— Ch. 1 · Origins And Folk Roots —
Battle Hymn of the Republic.
~5 min read · Ch. 1 of 7
The melody began as a revivalist hymn called Say Brothers will you Meet Us in the late 1700s. Camp meeting singers passed this tune orally across the United States for decades before it appeared in print. The first known version of the text included Canaan's Happy Shore and shouted Glory Hallelujah to close each verse. By the 1850s the chorus had settled into the familiar phrase that would later carry soldiers through battle. A flag raising ceremony at Fort Warren near Boston Massachusetts played the song perhaps for the first time on the 12th of May 1861. George Kimball wrote an account in 1890 describing how the Tiger Battalion worked out lyrics collectively. These men felt the original words were coarse so they tried to urge adoption of more fitting lyrics without success. Publisher C S Hall helped select verses from the battalion members who polished them together.
Julia Ward Howe Creation
Julia Ward Howe heard the song during a public review of troops outside Washington D C on Munson's Hill. Sergeant John Ticknor started the singing while Rufus R Dawes commanded Company K of the 6th Wisconsin Volunteer Infantry. Reverend James Freeman Clarke suggested she write new words for the fighting men's song after hearing their performance. She stayed at the Willard Hotel in Washington on the night of the 18th of November 1861 and wrote the verses herself.
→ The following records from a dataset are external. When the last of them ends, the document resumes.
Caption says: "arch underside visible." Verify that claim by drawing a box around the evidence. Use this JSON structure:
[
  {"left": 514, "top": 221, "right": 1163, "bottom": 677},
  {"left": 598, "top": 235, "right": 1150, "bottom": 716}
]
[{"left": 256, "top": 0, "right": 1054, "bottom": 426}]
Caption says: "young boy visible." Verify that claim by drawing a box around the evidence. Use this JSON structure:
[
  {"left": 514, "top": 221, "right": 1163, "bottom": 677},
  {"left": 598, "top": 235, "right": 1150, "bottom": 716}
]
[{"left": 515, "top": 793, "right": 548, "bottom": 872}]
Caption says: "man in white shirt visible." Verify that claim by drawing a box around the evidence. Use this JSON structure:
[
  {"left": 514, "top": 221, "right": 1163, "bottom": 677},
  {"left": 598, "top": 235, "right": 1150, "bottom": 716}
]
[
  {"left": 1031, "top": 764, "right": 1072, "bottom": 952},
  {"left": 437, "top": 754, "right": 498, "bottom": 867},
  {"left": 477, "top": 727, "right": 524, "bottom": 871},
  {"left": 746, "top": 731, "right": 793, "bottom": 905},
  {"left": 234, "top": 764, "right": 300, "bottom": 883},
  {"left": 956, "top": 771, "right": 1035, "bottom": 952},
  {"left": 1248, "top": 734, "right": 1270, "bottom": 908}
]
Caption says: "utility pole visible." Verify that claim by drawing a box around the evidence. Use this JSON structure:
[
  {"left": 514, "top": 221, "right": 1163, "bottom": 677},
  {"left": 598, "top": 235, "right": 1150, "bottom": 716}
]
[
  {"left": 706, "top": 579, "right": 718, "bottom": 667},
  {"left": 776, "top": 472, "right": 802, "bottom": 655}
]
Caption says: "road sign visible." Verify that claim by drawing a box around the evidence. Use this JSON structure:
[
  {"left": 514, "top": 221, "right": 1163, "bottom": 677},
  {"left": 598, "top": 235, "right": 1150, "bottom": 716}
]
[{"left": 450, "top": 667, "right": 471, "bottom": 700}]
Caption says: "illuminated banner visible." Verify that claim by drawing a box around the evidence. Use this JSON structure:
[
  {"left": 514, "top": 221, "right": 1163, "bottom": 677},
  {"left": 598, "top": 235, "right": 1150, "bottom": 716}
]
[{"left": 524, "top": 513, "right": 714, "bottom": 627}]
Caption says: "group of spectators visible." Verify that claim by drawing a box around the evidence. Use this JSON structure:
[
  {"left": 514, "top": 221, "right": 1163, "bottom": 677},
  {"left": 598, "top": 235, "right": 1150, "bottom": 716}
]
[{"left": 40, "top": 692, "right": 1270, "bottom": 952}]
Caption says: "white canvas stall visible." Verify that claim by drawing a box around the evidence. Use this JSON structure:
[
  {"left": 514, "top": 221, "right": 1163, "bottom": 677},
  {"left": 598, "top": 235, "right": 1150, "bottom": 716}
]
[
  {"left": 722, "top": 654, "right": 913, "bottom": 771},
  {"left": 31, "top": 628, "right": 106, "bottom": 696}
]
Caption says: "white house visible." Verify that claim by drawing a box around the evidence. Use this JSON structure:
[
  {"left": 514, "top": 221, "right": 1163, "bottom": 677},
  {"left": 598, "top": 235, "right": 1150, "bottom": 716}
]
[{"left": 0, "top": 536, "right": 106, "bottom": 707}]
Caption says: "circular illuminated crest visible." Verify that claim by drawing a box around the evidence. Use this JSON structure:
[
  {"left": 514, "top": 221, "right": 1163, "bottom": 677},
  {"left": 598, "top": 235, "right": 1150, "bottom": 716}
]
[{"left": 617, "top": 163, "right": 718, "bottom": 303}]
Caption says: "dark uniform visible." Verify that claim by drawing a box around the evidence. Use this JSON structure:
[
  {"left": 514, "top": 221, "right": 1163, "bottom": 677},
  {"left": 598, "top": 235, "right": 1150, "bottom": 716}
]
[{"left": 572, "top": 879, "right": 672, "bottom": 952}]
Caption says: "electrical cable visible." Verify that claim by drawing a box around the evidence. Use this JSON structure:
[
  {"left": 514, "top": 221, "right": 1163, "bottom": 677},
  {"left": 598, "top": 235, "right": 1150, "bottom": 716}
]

Her husband Samuel Gridley Howe was a scholar in education of the blind and active leader in anti slavery politics. Both Julia and Samuel supported the Union cause strongly throughout the conflict. Samuel served as a member of the Secret Six group who funded John Brown's work. Howe sold her adaptation for four dollars to The Atlantic Monthly Ken Burns Civil War miniseries episode two in February 1862.